It’s been brought to my attention that it’s November 12, and I’ve only posted twice in this entire month. Not that I necessarily needed the reminder because, as any writer/blogger/creative type knows, when we aren’t creating, we’re thinking about creating. Stressing about it. Allowing it to hang over our heads like big grey storm clouds.
Another thing we creative types seem to have in common is mental illness. Have you ever noticed that? Writers, artists, actors, comedians, we all seem to be too sensitive, prone to depression, self-loathing, and procrastination. Some kind of substance abuse is like Creative – Level: Expert. Not that alcoholism and drug abuse make for better writers, but Hemingway and Fitzgerald were wasted all the time, so what do I know.
It’s because of the aforementioned depression, self-loathing and procrastination that I’ve been so absent this month.
I know that sounds melodramatic, and it is, but at the same time it’s kind of not.

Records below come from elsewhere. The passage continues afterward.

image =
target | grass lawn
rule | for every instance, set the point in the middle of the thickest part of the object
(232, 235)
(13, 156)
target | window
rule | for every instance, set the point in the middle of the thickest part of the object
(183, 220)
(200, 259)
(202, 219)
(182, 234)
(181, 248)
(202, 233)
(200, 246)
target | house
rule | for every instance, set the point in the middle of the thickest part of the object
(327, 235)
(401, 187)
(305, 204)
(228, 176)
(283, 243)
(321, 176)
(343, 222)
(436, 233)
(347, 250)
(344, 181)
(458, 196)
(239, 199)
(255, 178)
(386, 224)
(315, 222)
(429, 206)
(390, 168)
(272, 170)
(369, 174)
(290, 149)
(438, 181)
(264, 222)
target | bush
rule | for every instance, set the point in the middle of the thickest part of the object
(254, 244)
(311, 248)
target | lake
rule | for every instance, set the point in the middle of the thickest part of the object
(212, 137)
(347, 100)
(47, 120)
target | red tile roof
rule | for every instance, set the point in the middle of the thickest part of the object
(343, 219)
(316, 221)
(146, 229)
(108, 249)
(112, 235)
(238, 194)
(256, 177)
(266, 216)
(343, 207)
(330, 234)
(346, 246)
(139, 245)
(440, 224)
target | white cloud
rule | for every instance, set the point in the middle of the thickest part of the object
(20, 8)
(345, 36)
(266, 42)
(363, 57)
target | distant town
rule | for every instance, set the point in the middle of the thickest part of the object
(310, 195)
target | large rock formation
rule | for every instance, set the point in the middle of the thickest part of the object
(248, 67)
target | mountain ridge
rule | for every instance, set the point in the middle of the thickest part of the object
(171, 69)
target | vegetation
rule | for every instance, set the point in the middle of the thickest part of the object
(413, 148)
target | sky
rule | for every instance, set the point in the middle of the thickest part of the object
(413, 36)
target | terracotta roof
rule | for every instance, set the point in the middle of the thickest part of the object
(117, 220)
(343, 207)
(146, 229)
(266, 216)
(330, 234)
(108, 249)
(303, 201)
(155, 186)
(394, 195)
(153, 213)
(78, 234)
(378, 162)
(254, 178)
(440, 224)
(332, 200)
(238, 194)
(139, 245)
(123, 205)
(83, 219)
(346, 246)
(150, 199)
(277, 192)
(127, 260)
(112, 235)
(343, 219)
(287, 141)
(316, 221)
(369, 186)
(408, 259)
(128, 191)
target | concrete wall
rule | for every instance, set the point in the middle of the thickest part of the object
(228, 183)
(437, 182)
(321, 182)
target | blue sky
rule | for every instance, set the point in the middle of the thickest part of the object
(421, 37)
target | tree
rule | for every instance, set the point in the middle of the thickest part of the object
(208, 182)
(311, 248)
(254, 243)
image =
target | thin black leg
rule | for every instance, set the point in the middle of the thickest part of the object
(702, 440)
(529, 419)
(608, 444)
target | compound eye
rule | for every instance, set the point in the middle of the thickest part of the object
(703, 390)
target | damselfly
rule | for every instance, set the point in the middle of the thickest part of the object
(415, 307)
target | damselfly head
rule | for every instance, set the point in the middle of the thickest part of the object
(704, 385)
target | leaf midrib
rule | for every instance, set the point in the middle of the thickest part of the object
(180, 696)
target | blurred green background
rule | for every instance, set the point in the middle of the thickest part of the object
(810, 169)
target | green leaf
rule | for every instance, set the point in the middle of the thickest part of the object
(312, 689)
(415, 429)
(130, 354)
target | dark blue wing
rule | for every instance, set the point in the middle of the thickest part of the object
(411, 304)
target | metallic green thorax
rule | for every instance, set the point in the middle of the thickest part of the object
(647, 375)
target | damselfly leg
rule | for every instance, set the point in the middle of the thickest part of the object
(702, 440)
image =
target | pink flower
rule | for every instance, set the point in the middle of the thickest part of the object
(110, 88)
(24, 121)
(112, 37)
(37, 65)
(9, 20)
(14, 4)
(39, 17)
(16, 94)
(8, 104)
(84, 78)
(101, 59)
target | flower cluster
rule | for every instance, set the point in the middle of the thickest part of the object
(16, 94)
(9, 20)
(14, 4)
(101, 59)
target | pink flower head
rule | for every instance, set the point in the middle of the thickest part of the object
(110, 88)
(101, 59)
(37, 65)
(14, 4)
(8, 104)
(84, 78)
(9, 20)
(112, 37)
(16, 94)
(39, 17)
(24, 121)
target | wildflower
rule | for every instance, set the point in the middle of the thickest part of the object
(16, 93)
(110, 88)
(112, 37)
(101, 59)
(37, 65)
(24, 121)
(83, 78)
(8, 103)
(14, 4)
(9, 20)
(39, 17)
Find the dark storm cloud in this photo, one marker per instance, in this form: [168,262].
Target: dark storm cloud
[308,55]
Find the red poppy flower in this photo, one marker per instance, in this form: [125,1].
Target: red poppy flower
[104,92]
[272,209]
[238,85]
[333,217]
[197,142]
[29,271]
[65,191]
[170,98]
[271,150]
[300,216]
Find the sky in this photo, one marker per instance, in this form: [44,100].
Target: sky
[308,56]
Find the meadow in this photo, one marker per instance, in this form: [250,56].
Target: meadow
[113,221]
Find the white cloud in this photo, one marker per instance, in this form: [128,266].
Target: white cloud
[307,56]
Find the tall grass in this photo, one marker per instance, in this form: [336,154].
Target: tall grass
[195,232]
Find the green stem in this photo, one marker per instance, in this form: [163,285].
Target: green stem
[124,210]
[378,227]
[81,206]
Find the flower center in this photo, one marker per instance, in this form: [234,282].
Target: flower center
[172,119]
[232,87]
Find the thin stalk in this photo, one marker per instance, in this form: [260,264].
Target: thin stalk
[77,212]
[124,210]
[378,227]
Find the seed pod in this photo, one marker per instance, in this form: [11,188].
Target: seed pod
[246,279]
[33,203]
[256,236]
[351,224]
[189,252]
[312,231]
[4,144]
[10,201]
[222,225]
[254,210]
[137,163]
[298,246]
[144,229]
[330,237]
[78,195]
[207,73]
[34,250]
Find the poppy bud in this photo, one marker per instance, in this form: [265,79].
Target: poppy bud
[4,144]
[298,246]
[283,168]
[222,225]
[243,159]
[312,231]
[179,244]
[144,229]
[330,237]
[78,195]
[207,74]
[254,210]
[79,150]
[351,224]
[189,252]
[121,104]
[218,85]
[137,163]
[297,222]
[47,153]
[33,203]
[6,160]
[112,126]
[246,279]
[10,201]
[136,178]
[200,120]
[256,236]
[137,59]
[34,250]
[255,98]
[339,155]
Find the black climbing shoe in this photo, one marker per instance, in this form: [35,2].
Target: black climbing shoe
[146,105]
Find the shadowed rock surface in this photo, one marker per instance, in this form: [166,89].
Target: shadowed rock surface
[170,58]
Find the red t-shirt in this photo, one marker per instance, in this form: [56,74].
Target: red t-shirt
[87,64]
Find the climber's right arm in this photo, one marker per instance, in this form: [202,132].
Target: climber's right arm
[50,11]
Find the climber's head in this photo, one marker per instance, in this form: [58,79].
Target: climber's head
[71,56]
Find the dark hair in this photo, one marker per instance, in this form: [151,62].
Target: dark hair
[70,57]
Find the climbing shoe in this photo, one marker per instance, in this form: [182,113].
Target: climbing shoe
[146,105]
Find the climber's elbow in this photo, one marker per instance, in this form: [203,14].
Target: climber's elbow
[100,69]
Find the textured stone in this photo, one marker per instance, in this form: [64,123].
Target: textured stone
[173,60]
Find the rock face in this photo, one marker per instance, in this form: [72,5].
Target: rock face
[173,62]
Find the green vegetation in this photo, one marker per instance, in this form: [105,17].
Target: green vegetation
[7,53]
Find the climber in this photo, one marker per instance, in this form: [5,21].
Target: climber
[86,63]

For the last couple of months, I’ve felt like I’ve been running face first into a metaphorical brick wall. It’s not that there’s anything wrong per se; it’s more like everything is wrong. I’m still living in chaos because I can’t bring myself to unpack. Work is getting on my last nerve. Dan’s been gone a lot. I miss home.
Oh, and I haven’t seen the sun in approximately 492 days. I’m being hyperbolic, but it does get really gloomy in New York in the fall. The leaves and things are really pretty, but the joy they bring lasts for about a minute before it’s replaced by rain, wind, rapidly dropping temperatures and an irresistible urge to hibernate. It seems like fall hasn’t even begun before the leaves are gone and the snow is starting. Fucking nature.
I went home to Rochester this weekend to spend some time with my family and chill out to see if it helped with my funk, and it did a bit. There’s something about being in my hometown, in the house I grew up in, giggling about weird shit with my mom, snuggling with my doggy brother, and watching medical dramas with my stepdad that makes me feel a lot more grounded. I don’t know how often I’ll have the opportunity to do it with the impending winter, so I’m glad I didn’t opt to spend the weekend holed up in my office working.
I’m going on another trip this weekend, to Florida, to visit my wife for life and future wife in law. I’m looking forward to some time in the sunshine with the lovely ladies and my furniece. We’ll talk wedding, eat a bunch of breakfast foods, and I’ll come home with a brand new lease on life and all manner of fantastic blog ideas.